Spells do not have a tag because they don't need one, because they work in the same way as they would for a member of a character class. Are those extraordinary abilities?See my post above.

All abilities are A.) Natural, B.) Ex, C.) Su, and D.) Sp, (unless they're E.) Ps, and they ain't) and spellcasting can only be A or B, due to the way C and D work. And those spells grant you A and B.


Note that I'm neglecting the really badly-written entries where possesion of a vorpal sword is considered a supernatural ability (which was also really inconsistent, because magic items are not listed as having one of the three standard types either).Fair enough.

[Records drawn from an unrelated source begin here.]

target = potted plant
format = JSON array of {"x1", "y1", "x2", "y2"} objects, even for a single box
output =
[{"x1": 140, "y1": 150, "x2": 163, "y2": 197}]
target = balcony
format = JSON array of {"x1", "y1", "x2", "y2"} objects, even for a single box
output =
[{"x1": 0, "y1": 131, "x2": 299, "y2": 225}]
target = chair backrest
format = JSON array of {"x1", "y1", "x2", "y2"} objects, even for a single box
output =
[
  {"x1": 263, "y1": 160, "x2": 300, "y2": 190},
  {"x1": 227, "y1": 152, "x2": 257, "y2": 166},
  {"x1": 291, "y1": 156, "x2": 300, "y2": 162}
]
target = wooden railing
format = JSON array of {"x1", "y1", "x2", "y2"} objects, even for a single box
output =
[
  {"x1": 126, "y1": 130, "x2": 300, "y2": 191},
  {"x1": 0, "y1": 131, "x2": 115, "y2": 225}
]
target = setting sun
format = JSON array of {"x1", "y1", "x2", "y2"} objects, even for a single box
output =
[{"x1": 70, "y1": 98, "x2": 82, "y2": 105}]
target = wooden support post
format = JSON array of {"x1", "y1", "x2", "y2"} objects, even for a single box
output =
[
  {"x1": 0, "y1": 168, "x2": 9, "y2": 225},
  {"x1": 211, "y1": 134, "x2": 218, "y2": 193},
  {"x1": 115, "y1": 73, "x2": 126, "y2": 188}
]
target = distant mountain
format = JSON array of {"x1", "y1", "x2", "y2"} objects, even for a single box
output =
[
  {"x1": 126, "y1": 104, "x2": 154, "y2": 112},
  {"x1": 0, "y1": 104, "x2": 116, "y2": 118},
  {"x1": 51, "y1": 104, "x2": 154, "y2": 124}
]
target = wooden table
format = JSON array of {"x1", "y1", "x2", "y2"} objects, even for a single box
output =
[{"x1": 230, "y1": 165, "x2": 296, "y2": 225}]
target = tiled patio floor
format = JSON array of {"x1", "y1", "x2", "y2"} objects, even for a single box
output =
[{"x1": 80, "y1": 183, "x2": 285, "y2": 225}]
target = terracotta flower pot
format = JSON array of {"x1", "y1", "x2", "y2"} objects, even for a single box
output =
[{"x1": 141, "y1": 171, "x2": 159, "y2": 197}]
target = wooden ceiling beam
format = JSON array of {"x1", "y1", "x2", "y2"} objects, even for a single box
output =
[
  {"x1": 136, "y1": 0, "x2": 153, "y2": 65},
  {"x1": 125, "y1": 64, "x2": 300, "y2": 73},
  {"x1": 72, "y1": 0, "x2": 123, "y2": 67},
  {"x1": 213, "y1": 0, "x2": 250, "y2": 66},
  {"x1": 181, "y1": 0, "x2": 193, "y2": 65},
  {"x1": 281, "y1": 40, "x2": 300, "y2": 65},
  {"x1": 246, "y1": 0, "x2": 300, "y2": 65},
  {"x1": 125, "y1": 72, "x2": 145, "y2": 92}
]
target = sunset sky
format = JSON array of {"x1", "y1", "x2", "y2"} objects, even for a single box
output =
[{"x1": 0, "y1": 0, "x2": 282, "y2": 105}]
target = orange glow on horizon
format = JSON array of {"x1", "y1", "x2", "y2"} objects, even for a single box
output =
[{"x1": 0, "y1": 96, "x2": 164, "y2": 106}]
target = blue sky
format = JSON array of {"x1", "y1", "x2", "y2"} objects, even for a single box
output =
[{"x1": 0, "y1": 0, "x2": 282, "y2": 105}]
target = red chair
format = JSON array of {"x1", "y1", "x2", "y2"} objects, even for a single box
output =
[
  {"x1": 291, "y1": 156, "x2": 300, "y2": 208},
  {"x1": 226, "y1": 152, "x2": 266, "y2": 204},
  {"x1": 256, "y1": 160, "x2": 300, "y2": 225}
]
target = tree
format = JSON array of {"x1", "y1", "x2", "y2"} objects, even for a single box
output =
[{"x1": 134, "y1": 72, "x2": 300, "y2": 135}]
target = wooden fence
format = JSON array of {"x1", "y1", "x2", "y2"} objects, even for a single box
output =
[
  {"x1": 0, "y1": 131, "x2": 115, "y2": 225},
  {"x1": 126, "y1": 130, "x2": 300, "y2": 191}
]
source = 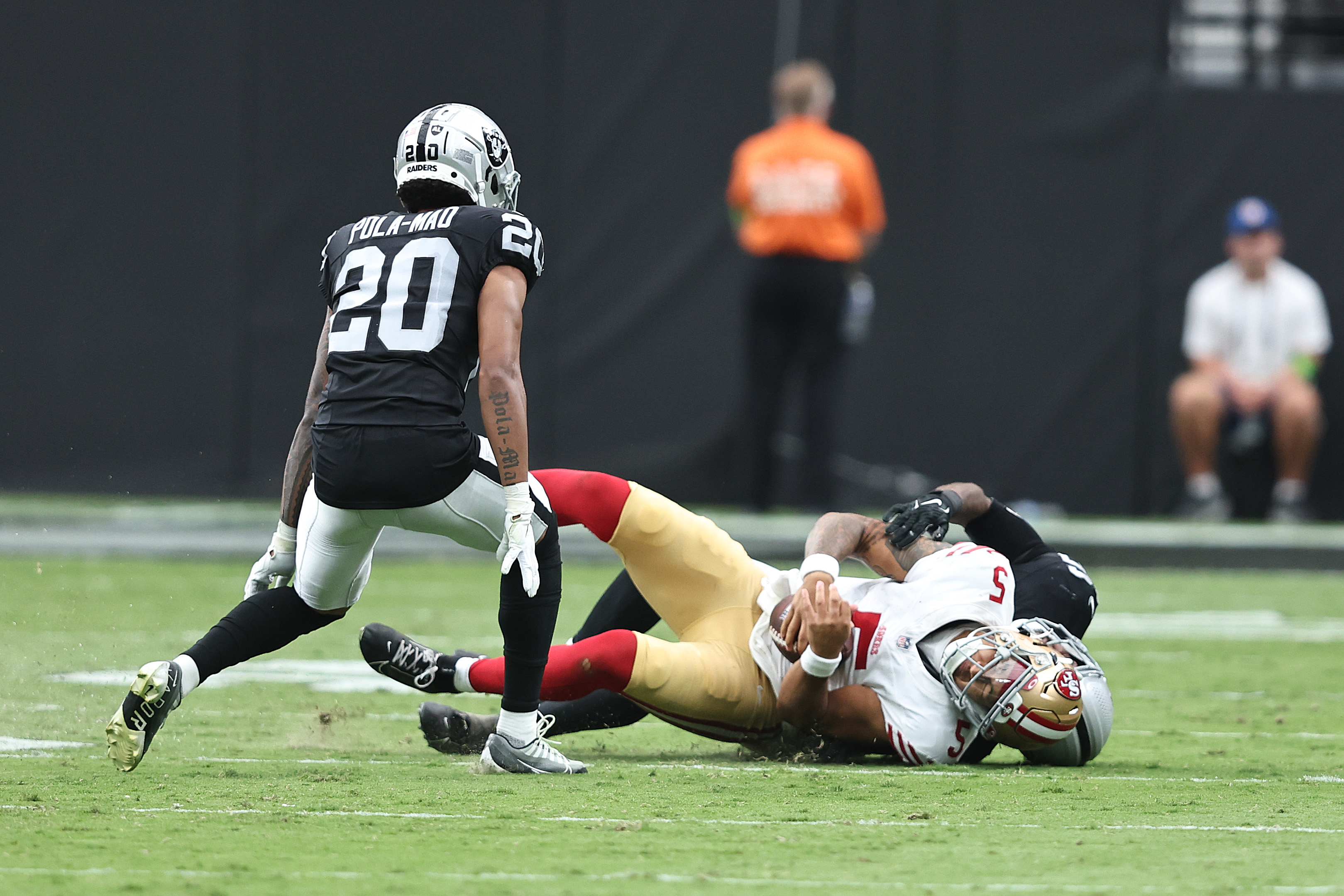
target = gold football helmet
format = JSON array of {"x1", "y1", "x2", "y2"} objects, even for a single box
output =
[{"x1": 942, "y1": 626, "x2": 1083, "y2": 751}]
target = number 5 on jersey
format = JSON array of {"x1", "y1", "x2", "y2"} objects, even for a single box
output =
[{"x1": 328, "y1": 237, "x2": 458, "y2": 352}]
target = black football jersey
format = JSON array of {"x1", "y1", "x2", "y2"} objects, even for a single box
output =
[{"x1": 316, "y1": 205, "x2": 546, "y2": 427}]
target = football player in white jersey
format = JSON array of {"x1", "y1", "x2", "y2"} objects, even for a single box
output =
[
  {"x1": 363, "y1": 470, "x2": 1078, "y2": 764},
  {"x1": 408, "y1": 473, "x2": 1112, "y2": 766}
]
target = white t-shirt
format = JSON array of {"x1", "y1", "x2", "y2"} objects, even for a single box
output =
[
  {"x1": 751, "y1": 541, "x2": 1013, "y2": 766},
  {"x1": 1181, "y1": 258, "x2": 1331, "y2": 383}
]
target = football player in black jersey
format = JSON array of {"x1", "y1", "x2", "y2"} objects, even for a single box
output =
[
  {"x1": 108, "y1": 103, "x2": 586, "y2": 774},
  {"x1": 420, "y1": 482, "x2": 1112, "y2": 766}
]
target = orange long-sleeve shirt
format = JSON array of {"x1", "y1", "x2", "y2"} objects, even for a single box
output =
[{"x1": 728, "y1": 115, "x2": 887, "y2": 262}]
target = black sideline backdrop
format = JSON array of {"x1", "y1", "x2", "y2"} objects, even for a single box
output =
[{"x1": 8, "y1": 0, "x2": 1344, "y2": 516}]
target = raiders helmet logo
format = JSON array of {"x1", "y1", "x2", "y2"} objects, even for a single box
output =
[
  {"x1": 484, "y1": 130, "x2": 508, "y2": 168},
  {"x1": 1055, "y1": 669, "x2": 1083, "y2": 700}
]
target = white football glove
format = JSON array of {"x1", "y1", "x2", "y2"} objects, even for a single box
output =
[
  {"x1": 495, "y1": 482, "x2": 542, "y2": 598},
  {"x1": 243, "y1": 522, "x2": 298, "y2": 601}
]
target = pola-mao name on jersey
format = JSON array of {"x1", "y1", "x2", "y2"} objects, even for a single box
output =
[
  {"x1": 316, "y1": 205, "x2": 544, "y2": 426},
  {"x1": 751, "y1": 541, "x2": 1013, "y2": 766}
]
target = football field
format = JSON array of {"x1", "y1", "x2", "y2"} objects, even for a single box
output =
[{"x1": 0, "y1": 559, "x2": 1344, "y2": 896}]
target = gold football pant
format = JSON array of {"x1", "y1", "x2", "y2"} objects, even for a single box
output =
[{"x1": 610, "y1": 482, "x2": 780, "y2": 742}]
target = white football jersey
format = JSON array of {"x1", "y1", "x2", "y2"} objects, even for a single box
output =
[{"x1": 751, "y1": 541, "x2": 1013, "y2": 766}]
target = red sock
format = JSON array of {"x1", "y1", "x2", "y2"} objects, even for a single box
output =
[
  {"x1": 532, "y1": 470, "x2": 630, "y2": 541},
  {"x1": 467, "y1": 629, "x2": 638, "y2": 700}
]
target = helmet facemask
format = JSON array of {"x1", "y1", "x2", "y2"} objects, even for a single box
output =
[{"x1": 942, "y1": 626, "x2": 1082, "y2": 750}]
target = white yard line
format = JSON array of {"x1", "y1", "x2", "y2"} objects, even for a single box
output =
[
  {"x1": 0, "y1": 868, "x2": 1344, "y2": 894},
  {"x1": 0, "y1": 803, "x2": 1344, "y2": 834}
]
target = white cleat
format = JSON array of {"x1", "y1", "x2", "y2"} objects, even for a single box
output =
[
  {"x1": 105, "y1": 659, "x2": 181, "y2": 771},
  {"x1": 481, "y1": 713, "x2": 587, "y2": 775}
]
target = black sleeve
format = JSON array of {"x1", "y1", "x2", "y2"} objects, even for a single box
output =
[
  {"x1": 481, "y1": 210, "x2": 546, "y2": 291},
  {"x1": 966, "y1": 498, "x2": 1050, "y2": 566},
  {"x1": 317, "y1": 225, "x2": 349, "y2": 308}
]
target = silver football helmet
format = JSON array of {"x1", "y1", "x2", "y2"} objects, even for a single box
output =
[
  {"x1": 392, "y1": 102, "x2": 523, "y2": 211},
  {"x1": 1013, "y1": 618, "x2": 1116, "y2": 766}
]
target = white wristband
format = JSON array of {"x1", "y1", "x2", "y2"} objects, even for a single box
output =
[
  {"x1": 798, "y1": 554, "x2": 840, "y2": 582},
  {"x1": 271, "y1": 520, "x2": 298, "y2": 554},
  {"x1": 798, "y1": 645, "x2": 840, "y2": 679},
  {"x1": 504, "y1": 482, "x2": 532, "y2": 520}
]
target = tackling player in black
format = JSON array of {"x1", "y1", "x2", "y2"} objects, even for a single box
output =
[
  {"x1": 420, "y1": 482, "x2": 1110, "y2": 766},
  {"x1": 108, "y1": 103, "x2": 586, "y2": 774}
]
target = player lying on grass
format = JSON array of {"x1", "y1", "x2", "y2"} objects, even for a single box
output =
[
  {"x1": 106, "y1": 103, "x2": 585, "y2": 774},
  {"x1": 360, "y1": 470, "x2": 1082, "y2": 764},
  {"x1": 441, "y1": 482, "x2": 1112, "y2": 766},
  {"x1": 398, "y1": 482, "x2": 1112, "y2": 766}
]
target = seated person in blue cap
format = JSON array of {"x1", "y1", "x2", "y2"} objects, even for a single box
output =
[{"x1": 1171, "y1": 196, "x2": 1331, "y2": 522}]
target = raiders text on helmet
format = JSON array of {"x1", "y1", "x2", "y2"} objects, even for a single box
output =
[{"x1": 392, "y1": 103, "x2": 523, "y2": 211}]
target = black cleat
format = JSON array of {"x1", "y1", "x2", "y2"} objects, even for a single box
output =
[
  {"x1": 420, "y1": 703, "x2": 500, "y2": 755},
  {"x1": 106, "y1": 659, "x2": 181, "y2": 771},
  {"x1": 359, "y1": 622, "x2": 485, "y2": 693}
]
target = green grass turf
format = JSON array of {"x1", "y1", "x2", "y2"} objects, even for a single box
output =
[{"x1": 0, "y1": 559, "x2": 1344, "y2": 896}]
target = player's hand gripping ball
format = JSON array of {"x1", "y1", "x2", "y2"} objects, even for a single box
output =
[{"x1": 770, "y1": 594, "x2": 853, "y2": 662}]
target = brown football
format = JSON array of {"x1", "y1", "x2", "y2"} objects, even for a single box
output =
[{"x1": 770, "y1": 594, "x2": 853, "y2": 662}]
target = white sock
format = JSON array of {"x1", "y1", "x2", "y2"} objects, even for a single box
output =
[
  {"x1": 495, "y1": 709, "x2": 536, "y2": 744},
  {"x1": 453, "y1": 657, "x2": 485, "y2": 693},
  {"x1": 173, "y1": 653, "x2": 200, "y2": 697},
  {"x1": 1185, "y1": 473, "x2": 1223, "y2": 501},
  {"x1": 1274, "y1": 480, "x2": 1306, "y2": 504}
]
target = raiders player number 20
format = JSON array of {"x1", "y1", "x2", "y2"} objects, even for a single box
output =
[{"x1": 108, "y1": 105, "x2": 586, "y2": 774}]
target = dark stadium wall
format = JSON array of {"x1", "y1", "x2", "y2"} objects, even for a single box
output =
[{"x1": 8, "y1": 0, "x2": 1344, "y2": 516}]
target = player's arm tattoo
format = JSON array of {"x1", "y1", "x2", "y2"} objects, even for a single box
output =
[
  {"x1": 486, "y1": 390, "x2": 519, "y2": 485},
  {"x1": 476, "y1": 265, "x2": 528, "y2": 485},
  {"x1": 805, "y1": 513, "x2": 910, "y2": 579},
  {"x1": 280, "y1": 314, "x2": 332, "y2": 527}
]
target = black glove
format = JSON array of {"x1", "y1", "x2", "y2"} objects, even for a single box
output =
[{"x1": 882, "y1": 490, "x2": 961, "y2": 551}]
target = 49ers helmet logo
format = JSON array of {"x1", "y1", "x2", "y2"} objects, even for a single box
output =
[
  {"x1": 1055, "y1": 669, "x2": 1083, "y2": 700},
  {"x1": 485, "y1": 130, "x2": 508, "y2": 168}
]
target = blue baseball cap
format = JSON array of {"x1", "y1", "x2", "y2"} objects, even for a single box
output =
[{"x1": 1227, "y1": 196, "x2": 1278, "y2": 237}]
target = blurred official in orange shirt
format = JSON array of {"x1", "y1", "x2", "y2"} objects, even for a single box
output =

Also, the abilities you mentioned before can all be countered with homebrew abilities and character options. Do you have any combos which are not dependent on the same few spells?I do. Dozens of clones (hidden away all over the world, in secret vaults under the earth, or even in safe-deposit boxes at well-respected financial institutions); dozens of simulacrums (only some of which are of YOU; the rest can be things like high-powered demons, devils, and celestials, all of which retain their casting and Su abilities); trap the soul gems placed in the party's bags of holding/belt pouches/treasure hoards (note that the value of relatively cheap gems can be increased dramatically using fabricate and uber-high Craft checks) - any time one of you willingly touches a gem, your body and soul are sucked inside; traps of antimagic field placed over pits of acid/fire/spikes/monsters that require flight to overcome; Metamagicked-out-the-wazoo disintegrates; depending on the party's general alignment, being a well-loved public figure well-known for his work with hungry orphans (good luck escaping your wanted status as deranged criminals...all set up in advance, of course); lots of no-save-and-still-die spells, such as imprisonment; a Twinned/Split Ray'd/Empowered/Maximized enervation, followed by a Quickened/Empowered version of the same; etc, etc, etc.

afroakuma
2009-05-20, 09:09 PM
Can't break the stone shape. It's being protected by the prismatic sphere. And you can't walk through the prismatic sphere because there's a dome of stone along its inner radius.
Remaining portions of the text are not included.